The researchers used a technique called the breath figure method to create a stretchable polymer film featuring an even distribution of holes. The film is coated by dipping it in a solution that contains silver nanowires. The researchers then heat-press the material to seal the nanowires in place.
The resulting film shows an excellent combination of electric conductivity, optical transmittance, and water-vapor permeability. Because the silver nanowires are embedded just below the surface of the polymer, the material also exhibits excellent stability in the presence of sweat and after long-term wear.
The end result is extremely thin — only a few micrometers thick — enabling better contact with the skin and giving the electronics a better signal-to-noise ratio. The gas permeability is important for more than just comfort. If a wearable device is not gas-permeable, it can also cause skin irritation.

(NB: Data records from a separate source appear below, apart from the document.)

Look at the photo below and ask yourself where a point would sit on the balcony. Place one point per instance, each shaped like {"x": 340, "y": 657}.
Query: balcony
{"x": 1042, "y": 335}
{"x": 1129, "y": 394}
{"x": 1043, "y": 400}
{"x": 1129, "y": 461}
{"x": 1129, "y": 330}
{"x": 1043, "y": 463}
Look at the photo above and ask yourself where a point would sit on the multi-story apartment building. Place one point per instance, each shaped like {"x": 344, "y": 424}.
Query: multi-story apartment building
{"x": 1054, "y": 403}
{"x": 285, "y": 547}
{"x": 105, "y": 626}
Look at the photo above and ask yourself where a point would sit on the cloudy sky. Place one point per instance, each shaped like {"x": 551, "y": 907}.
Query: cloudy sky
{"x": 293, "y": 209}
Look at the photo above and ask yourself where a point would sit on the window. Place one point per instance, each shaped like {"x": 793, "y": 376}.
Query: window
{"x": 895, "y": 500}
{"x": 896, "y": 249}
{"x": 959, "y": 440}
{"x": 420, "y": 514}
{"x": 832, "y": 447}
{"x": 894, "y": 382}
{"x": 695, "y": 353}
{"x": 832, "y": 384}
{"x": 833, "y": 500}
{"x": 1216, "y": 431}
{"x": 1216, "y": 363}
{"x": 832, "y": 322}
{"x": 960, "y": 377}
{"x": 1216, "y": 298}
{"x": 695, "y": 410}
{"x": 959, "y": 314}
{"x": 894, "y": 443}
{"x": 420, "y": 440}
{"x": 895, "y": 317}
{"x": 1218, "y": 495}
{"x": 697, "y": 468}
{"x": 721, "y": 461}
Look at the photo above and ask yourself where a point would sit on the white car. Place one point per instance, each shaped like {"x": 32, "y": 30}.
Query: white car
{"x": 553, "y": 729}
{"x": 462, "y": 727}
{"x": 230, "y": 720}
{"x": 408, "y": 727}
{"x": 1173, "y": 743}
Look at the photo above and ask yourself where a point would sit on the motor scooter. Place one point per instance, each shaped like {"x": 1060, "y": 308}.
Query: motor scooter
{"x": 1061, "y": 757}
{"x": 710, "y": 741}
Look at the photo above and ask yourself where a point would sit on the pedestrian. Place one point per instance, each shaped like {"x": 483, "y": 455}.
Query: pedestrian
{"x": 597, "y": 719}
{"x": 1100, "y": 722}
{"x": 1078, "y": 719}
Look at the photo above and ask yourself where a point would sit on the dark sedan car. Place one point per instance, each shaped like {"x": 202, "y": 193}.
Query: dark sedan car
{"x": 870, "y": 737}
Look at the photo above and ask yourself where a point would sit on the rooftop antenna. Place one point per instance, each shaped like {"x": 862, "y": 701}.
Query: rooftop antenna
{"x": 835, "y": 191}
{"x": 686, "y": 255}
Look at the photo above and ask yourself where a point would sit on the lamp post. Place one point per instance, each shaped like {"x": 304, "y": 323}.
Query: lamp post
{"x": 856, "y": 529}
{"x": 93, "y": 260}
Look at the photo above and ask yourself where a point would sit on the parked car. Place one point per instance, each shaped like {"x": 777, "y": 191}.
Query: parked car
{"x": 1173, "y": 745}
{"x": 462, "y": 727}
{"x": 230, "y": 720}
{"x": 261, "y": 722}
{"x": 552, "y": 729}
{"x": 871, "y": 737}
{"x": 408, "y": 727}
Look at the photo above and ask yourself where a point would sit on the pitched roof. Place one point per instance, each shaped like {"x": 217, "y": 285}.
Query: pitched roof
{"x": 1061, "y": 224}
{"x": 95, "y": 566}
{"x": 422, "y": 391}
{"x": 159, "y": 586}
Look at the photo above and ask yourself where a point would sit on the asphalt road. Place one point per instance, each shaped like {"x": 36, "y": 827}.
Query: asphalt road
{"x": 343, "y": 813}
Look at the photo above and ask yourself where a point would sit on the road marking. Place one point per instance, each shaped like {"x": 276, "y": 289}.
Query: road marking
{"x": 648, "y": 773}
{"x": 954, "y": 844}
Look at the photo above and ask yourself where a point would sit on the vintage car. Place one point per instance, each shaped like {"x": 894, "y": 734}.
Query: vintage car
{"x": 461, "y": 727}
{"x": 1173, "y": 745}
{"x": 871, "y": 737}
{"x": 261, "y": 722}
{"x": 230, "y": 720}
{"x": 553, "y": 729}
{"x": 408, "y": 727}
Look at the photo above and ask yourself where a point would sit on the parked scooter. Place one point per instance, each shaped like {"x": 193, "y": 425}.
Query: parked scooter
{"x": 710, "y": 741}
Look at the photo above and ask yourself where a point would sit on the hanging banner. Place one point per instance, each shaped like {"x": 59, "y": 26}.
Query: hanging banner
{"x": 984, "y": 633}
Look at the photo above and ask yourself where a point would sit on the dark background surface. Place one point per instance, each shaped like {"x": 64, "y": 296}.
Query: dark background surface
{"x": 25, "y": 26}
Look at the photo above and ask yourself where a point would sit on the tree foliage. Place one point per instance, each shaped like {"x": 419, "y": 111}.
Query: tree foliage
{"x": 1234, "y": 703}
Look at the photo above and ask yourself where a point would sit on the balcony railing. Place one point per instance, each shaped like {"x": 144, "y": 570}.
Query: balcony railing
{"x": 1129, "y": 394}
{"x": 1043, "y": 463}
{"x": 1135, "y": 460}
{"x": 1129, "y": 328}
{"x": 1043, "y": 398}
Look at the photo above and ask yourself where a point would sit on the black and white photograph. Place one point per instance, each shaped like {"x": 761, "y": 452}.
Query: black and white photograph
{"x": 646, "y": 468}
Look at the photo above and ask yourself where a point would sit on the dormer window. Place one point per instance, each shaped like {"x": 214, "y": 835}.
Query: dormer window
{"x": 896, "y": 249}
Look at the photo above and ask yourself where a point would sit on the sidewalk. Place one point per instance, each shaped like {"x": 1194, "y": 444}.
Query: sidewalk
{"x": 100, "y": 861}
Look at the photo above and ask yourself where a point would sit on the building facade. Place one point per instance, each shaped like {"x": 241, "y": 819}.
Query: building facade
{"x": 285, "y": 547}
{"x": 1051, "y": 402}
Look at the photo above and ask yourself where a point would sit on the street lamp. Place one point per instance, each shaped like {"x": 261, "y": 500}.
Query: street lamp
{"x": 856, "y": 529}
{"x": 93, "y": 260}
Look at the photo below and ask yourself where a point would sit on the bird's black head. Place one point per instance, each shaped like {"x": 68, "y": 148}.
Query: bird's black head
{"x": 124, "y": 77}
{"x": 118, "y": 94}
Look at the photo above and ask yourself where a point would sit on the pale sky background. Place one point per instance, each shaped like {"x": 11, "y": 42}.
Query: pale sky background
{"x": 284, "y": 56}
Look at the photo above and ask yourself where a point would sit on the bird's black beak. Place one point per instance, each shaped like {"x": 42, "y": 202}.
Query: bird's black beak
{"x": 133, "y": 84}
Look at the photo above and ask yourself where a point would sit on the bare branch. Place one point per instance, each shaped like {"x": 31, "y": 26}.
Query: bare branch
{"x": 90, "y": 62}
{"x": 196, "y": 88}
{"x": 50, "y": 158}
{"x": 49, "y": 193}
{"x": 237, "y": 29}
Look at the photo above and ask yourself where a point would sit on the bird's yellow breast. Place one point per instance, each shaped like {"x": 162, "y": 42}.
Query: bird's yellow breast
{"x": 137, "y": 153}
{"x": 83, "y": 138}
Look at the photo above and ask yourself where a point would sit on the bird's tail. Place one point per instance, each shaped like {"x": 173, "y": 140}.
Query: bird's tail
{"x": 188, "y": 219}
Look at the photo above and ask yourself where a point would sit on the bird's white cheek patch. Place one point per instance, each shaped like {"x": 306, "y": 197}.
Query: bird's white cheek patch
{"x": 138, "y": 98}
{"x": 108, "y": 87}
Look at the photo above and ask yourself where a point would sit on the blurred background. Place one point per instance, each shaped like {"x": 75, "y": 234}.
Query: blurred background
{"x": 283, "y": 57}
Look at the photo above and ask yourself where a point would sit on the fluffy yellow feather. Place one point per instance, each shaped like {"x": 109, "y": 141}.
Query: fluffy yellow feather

To demonstrate the material’s potential for use in wearable electronics, the researchers developed and tested prototypes for two representative applications. The first prototype consisted of skin-mountable, dry electrodes for use as electrophysiologic sensors. These have multiple potential applications such as measuring electrocardiography (ECG) and electromyography (EMG) signals. The sensors were able to record signals with excellent quality on par with commercially available electrodes.
The second prototype demonstrated textile-integrated touch sensing for human-machine interfaces. The researchers used a wearable textile sleeve integrated with the porous electrodes to play computer games.